The bright spot in Wednesday's data was core inflation — which strips out food and energy prices — coming in lower than expected. It soothed investor worries about persistently high consumer prices, at least temporarily. That concern has informed a sharp run-up in bond yields, as investors have pared back expectations of rate cuts in 2025, with some even surmising a hike could be the next move .

On the bank-earnings front, Goldman Sachs, JPMorgan, and BlackRock results all came in above expectations , fueled by strong trading-desk performance.

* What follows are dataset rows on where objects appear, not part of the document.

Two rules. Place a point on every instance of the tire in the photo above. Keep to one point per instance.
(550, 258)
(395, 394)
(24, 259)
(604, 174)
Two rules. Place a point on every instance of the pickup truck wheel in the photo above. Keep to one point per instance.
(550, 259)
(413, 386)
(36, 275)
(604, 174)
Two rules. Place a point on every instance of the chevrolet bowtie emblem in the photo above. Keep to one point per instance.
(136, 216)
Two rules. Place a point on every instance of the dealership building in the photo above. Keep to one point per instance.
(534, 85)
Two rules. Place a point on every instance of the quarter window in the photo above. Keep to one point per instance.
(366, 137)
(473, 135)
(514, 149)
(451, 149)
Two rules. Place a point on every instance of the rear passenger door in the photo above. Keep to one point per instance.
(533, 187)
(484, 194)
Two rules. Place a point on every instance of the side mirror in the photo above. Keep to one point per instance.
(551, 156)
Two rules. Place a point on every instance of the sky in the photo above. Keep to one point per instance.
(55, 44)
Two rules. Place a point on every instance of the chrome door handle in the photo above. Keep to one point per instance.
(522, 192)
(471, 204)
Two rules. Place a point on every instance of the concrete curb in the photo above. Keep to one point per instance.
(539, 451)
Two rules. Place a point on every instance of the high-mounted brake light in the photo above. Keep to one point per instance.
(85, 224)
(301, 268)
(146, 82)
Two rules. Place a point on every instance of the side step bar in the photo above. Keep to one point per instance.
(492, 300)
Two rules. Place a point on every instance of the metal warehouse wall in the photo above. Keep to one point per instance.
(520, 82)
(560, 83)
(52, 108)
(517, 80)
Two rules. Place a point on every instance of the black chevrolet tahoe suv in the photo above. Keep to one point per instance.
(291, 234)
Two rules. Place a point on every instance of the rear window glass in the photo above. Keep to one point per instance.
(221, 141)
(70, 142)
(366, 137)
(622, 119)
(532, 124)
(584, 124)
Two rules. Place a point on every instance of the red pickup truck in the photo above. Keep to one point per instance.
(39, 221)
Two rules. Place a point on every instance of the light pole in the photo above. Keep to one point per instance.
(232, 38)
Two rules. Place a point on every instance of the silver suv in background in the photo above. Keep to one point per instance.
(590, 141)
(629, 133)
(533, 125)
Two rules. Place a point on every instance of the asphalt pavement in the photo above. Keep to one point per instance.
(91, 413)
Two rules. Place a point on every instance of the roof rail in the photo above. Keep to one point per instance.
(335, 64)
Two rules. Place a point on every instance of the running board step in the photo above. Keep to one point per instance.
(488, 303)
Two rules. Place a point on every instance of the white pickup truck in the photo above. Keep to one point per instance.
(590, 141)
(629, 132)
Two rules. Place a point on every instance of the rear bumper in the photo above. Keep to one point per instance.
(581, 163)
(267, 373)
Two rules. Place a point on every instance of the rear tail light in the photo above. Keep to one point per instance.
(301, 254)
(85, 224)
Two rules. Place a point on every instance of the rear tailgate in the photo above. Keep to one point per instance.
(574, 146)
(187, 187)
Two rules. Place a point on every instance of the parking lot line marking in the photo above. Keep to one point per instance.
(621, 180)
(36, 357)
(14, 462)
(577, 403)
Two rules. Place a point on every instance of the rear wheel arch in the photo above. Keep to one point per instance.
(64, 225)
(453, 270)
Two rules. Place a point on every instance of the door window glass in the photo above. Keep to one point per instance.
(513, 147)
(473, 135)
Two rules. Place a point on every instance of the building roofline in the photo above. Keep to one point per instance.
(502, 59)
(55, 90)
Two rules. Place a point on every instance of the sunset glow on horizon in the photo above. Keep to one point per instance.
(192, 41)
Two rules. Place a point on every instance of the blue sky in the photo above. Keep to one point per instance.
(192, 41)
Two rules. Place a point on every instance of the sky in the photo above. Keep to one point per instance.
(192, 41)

Here's where US indexes stood at the 4 p.m. closing bell on Wednesday:

Investors are largely expecting the Federal Reserve to pause its rate-cutting cycle this month. But the probability that the Fed will cut interest rates by 25 basis points twice this year rose Wednesday, with markets seeing a 30% chance rates will end the year 50 basis points lower from current levels, according to the CME FedWatch tool , up from a 24% probability on Tuesday.

"Wednesday's softer-than-expected CPI print offers some relief, especially after last Friday's hot employment numbers, that the Fed may be able to still cut interest rates in 2025," Skyler Weinand, the chief investment officer of Regan Capital, said in a statement. "Even if the Fed cuts rates in 2025, it's likely to be six to eight months away, as we are still too far from the Fed's inflation target for the Fed to continue their rate cut march anytime soon."

"The Fed can be patient and the economy is healthy," Scott Helfstein, the head of investment strategy at Global X, said. "This is not a time to run for the hills."